Калитка отворилась, и на посетителей с любопытством поглядела немолодая бельчиха во всем черном, вплоть до кружевной оторочки обшлагов. С седой шеи свисал золотой медальон на золотой же цепочке. Выгравированные на нем буквы были столь мелки, что Джон-Тому не удалось их разобрать.
— Да? Чем могу быть полезна?
— Это вы управляете приютом? — спросил Джон-Том.
— Я? — удивилась неулыбчивая бельчиха. — Нет. Вам нужен директор? Осмелюсь поинтересоваться, зачем? — Она пристально посмотрела на Розарык.
— У нас к нему пара-тройка коротеньких вопросов. — Юноша одарил белку самой заискивающей из своих улыбок.
— Часы приема — с полудня до отбоя. — Она явно собралась затворить калитку.
Сохраняя улыбку, Джон-Том шагнул вперед.
— У нас есть основания считать, что недавно наша знакомая... — он запнулся, не сразу найдя подходящее слово, — была зачислена в приют.
— Вы имеете в виду, что не знаете этого точно?
— Да. Это могло произойти вчера.
— Я проверю. Но гостей мы пускаем только до отбоя.
Снова она попыталась закрыть калитку, и снова Джон-Том поспешил ее остановить.
— Госпожа, я вас умоляю! Завтра мы должны отправиться в долгий и трудный поход. Мне нужна только минутка — убедиться, что ваше заведение так же восхитительно выглядит внутри, как и снаружи.

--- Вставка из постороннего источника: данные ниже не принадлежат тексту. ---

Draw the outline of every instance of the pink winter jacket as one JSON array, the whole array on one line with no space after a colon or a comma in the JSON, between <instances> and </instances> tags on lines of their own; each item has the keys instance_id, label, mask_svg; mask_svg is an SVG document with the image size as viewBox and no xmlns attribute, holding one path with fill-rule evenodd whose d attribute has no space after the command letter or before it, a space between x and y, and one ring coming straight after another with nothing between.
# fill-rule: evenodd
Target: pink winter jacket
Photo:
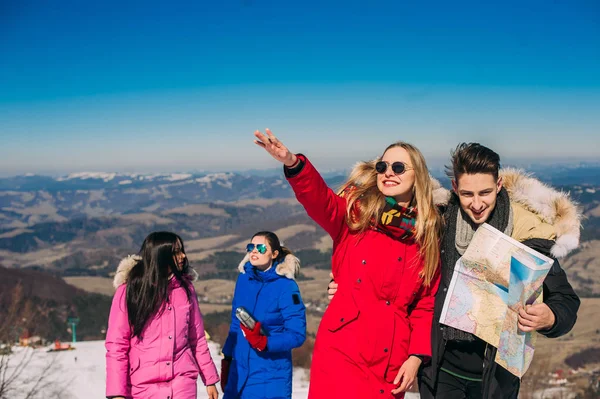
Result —
<instances>
[{"instance_id":1,"label":"pink winter jacket","mask_svg":"<svg viewBox=\"0 0 600 399\"><path fill-rule=\"evenodd\" d=\"M204 335L204 323L193 285L192 300L176 279L169 302L150 320L143 339L133 338L126 304L127 274L139 259L121 261L114 285L106 333L106 396L126 398L196 398L198 374L205 385L219 381Z\"/></svg>"}]
</instances>

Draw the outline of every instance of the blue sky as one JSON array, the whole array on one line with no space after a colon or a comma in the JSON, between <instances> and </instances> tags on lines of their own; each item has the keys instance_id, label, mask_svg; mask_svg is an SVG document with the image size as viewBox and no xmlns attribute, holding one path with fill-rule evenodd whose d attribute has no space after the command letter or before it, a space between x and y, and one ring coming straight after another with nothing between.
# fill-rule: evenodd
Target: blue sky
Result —
<instances>
[{"instance_id":1,"label":"blue sky","mask_svg":"<svg viewBox=\"0 0 600 399\"><path fill-rule=\"evenodd\" d=\"M0 2L1 174L600 159L595 0L97 3Z\"/></svg>"}]
</instances>

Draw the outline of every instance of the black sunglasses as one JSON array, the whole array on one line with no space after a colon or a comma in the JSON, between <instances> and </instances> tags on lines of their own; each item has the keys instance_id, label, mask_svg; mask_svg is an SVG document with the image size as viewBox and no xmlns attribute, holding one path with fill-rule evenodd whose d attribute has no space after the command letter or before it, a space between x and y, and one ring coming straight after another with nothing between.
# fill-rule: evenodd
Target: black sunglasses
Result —
<instances>
[{"instance_id":1,"label":"black sunglasses","mask_svg":"<svg viewBox=\"0 0 600 399\"><path fill-rule=\"evenodd\" d=\"M389 164L386 161L379 161L375 164L375 171L379 174L383 174L388 170L388 166L392 167L392 172L397 175L401 175L407 170L411 170L412 168L406 166L404 162L394 162L393 164Z\"/></svg>"}]
</instances>

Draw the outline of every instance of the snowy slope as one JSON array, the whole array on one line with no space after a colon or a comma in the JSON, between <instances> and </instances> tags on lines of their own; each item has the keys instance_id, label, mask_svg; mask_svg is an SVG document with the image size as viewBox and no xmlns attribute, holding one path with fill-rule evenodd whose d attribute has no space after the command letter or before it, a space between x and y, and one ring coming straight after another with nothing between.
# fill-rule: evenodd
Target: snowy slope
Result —
<instances>
[{"instance_id":1,"label":"snowy slope","mask_svg":"<svg viewBox=\"0 0 600 399\"><path fill-rule=\"evenodd\" d=\"M220 370L219 346L209 343L210 351ZM40 398L54 397L54 392L60 389L61 399L103 398L105 384L105 349L104 341L88 341L75 344L76 350L65 352L46 352L46 349L36 349L33 357L21 375L20 382L31 381L39 375L44 367L54 360L54 364L46 375L54 383L45 388ZM31 354L30 349L17 348L11 356L13 367L24 356ZM61 389L63 388L63 389ZM220 387L219 387L220 392ZM303 369L294 372L293 399L305 399L308 395L307 373ZM13 399L21 399L23 395L14 395ZM220 395L221 397L221 395ZM409 394L407 399L417 399L416 394ZM208 398L206 389L199 380L198 399Z\"/></svg>"}]
</instances>

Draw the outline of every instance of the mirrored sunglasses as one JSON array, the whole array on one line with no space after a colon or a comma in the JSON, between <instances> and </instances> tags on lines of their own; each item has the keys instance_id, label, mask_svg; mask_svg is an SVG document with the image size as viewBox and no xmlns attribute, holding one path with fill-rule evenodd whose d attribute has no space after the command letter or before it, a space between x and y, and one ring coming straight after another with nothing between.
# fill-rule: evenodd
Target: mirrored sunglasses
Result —
<instances>
[{"instance_id":1,"label":"mirrored sunglasses","mask_svg":"<svg viewBox=\"0 0 600 399\"><path fill-rule=\"evenodd\" d=\"M259 254L264 254L267 252L267 246L265 244L248 244L246 245L246 252L252 252L254 251L254 247L256 247L256 250L258 251Z\"/></svg>"}]
</instances>

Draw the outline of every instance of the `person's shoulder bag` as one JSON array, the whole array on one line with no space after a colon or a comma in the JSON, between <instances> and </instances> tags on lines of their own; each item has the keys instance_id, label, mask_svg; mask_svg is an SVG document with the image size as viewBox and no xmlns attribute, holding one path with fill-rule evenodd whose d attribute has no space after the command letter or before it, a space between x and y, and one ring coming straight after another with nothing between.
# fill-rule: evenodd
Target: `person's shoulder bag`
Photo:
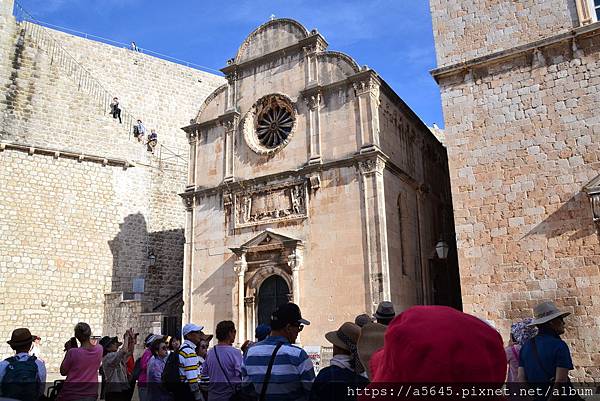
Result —
<instances>
[{"instance_id":1,"label":"person's shoulder bag","mask_svg":"<svg viewBox=\"0 0 600 401\"><path fill-rule=\"evenodd\" d=\"M221 365L221 360L219 359L219 353L217 352L217 347L213 347L213 351L215 351L215 357L217 358L217 363L219 364L219 368L221 368L221 371L223 372L223 375L225 376L225 379L227 380L227 384L229 384L229 387L231 387L233 389L233 394L231 395L231 397L229 398L229 401L264 401L265 396L267 395L267 387L269 386L269 381L271 379L271 371L273 370L273 363L275 362L275 356L277 355L277 351L279 351L279 348L281 348L281 346L283 345L283 343L277 343L277 345L275 346L275 349L273 350L273 354L271 355L271 359L269 360L269 366L267 367L267 373L265 374L265 380L263 382L262 385L262 389L260 391L260 396L258 396L256 394L255 391L253 391L254 386L252 386L252 389L248 389L248 388L244 388L244 387L236 387L233 384L231 384L231 381L229 380L229 376L227 376L227 372L225 372L225 369L223 369L223 365Z\"/></svg>"}]
</instances>

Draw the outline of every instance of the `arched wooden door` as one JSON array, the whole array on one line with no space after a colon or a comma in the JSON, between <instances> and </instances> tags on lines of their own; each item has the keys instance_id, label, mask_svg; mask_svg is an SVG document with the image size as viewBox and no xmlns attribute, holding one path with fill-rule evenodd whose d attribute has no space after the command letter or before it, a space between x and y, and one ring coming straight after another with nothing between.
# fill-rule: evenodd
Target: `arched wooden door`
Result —
<instances>
[{"instance_id":1,"label":"arched wooden door","mask_svg":"<svg viewBox=\"0 0 600 401\"><path fill-rule=\"evenodd\" d=\"M290 289L283 278L273 275L258 290L258 324L269 324L271 314L281 304L289 301Z\"/></svg>"}]
</instances>

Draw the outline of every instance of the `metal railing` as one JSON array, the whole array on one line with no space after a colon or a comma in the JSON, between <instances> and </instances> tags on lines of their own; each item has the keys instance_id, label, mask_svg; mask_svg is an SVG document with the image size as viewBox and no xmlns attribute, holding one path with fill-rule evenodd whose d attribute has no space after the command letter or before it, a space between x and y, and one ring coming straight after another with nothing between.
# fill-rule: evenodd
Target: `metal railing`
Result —
<instances>
[{"instance_id":1,"label":"metal railing","mask_svg":"<svg viewBox=\"0 0 600 401\"><path fill-rule=\"evenodd\" d=\"M182 154L174 152L165 145L159 143L155 155L158 157L159 165L171 164L175 166L187 167L188 160Z\"/></svg>"},{"instance_id":2,"label":"metal railing","mask_svg":"<svg viewBox=\"0 0 600 401\"><path fill-rule=\"evenodd\" d=\"M75 80L79 91L87 93L102 108L102 113L109 114L110 103L113 96L75 57L73 57L58 40L42 26L31 14L15 2L14 15L23 30L31 41L39 49L46 52L50 57L50 64L60 66L63 71ZM119 105L120 106L120 105ZM125 108L121 108L122 127L131 137L133 126L137 119L131 115Z\"/></svg>"},{"instance_id":3,"label":"metal railing","mask_svg":"<svg viewBox=\"0 0 600 401\"><path fill-rule=\"evenodd\" d=\"M186 67L195 68L197 70L202 70L202 71L210 72L212 74L217 74L219 76L223 76L223 73L221 71L219 71L218 69L207 67L205 65L200 65L200 64L192 63L191 61L182 60L182 59L179 59L177 57L173 57L173 56L169 56L167 54L155 52L155 51L150 50L150 49L145 49L145 48L137 47L137 46L136 46L135 49L132 49L131 44L119 42L117 40L108 39L108 38L105 38L105 37L102 37L102 36L98 36L98 35L93 35L91 33L81 32L81 31L78 31L78 30L75 30L75 29L71 29L71 28L67 28L67 27L60 26L60 25L54 25L54 24L51 24L49 22L44 22L44 21L36 20L35 23L38 24L38 25L45 26L47 28L55 29L57 31L68 33L68 34L71 34L71 35L74 35L74 36L79 36L80 38L91 39L91 40L94 40L95 42L101 42L101 43L105 43L107 45L111 45L111 46L114 46L114 47L120 47L120 48L123 48L123 49L128 49L128 50L130 50L132 52L135 52L135 53L147 54L149 56L153 56L153 57L156 57L156 58L159 58L159 59L162 59L162 60L170 61L170 62L175 63L175 64L180 64L180 65L184 65Z\"/></svg>"}]
</instances>

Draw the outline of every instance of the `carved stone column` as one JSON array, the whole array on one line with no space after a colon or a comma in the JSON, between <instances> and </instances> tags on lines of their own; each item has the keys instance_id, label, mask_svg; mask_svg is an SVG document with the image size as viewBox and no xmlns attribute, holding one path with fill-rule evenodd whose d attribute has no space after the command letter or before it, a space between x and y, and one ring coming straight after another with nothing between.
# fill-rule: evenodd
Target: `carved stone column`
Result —
<instances>
[{"instance_id":1,"label":"carved stone column","mask_svg":"<svg viewBox=\"0 0 600 401\"><path fill-rule=\"evenodd\" d=\"M238 276L238 342L243 344L246 341L246 313L245 313L245 275L248 270L248 263L246 262L246 251L242 251L239 259L235 261L233 270Z\"/></svg>"},{"instance_id":2,"label":"carved stone column","mask_svg":"<svg viewBox=\"0 0 600 401\"><path fill-rule=\"evenodd\" d=\"M353 83L358 102L361 152L372 151L379 144L379 82L372 76Z\"/></svg>"},{"instance_id":3,"label":"carved stone column","mask_svg":"<svg viewBox=\"0 0 600 401\"><path fill-rule=\"evenodd\" d=\"M251 340L254 338L254 330L256 330L256 321L254 318L254 297L246 297L244 299L246 304L246 339Z\"/></svg>"},{"instance_id":4,"label":"carved stone column","mask_svg":"<svg viewBox=\"0 0 600 401\"><path fill-rule=\"evenodd\" d=\"M323 96L319 91L305 94L308 106L307 129L309 137L308 164L321 163L321 117L320 108Z\"/></svg>"},{"instance_id":5,"label":"carved stone column","mask_svg":"<svg viewBox=\"0 0 600 401\"><path fill-rule=\"evenodd\" d=\"M183 195L186 210L185 248L183 253L183 324L192 321L192 285L194 282L194 194Z\"/></svg>"},{"instance_id":6,"label":"carved stone column","mask_svg":"<svg viewBox=\"0 0 600 401\"><path fill-rule=\"evenodd\" d=\"M379 302L391 300L383 186L385 160L376 156L359 162L358 168L361 176L361 207L364 209L364 235L367 244L368 293L371 300L368 309L375 312Z\"/></svg>"},{"instance_id":7,"label":"carved stone column","mask_svg":"<svg viewBox=\"0 0 600 401\"><path fill-rule=\"evenodd\" d=\"M288 256L288 266L292 270L293 302L300 306L300 268L302 267L302 248L296 247Z\"/></svg>"},{"instance_id":8,"label":"carved stone column","mask_svg":"<svg viewBox=\"0 0 600 401\"><path fill-rule=\"evenodd\" d=\"M235 133L240 121L240 114L237 111L232 111L224 114L220 118L221 125L225 130L225 146L224 146L224 171L223 182L233 181L233 154L235 151Z\"/></svg>"},{"instance_id":9,"label":"carved stone column","mask_svg":"<svg viewBox=\"0 0 600 401\"><path fill-rule=\"evenodd\" d=\"M302 267L302 248L296 246L293 252L288 256L288 266L292 270L292 302L300 307L300 268ZM298 334L296 344L301 344L301 333Z\"/></svg>"}]
</instances>

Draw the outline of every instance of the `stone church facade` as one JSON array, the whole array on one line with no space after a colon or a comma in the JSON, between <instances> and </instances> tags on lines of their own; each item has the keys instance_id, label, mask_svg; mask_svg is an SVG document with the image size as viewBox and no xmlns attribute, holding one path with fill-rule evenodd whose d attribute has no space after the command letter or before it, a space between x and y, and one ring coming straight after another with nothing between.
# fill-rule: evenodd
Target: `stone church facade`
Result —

— Н-ну... — неуверенно произнесла она, — подождите. Директор сейчас на всенощной молитве. Я спрошу насчет вас.
— Благодарствую!
За сим воспоследовало долгое томление на пороге, и у Джон-Тома даже родилось подозрение, что им вежливо отказали. Он вновь потянулся к шнурку, но тут появилась белка, а за ней — пожилой человек.
Как всегда, Джон-Том удивился при виде человека на высокой административной должности. В мире Клотагорба люди не относились к числу процветающих видов, будучи всего лишь одной из десятков разумных форм жизни.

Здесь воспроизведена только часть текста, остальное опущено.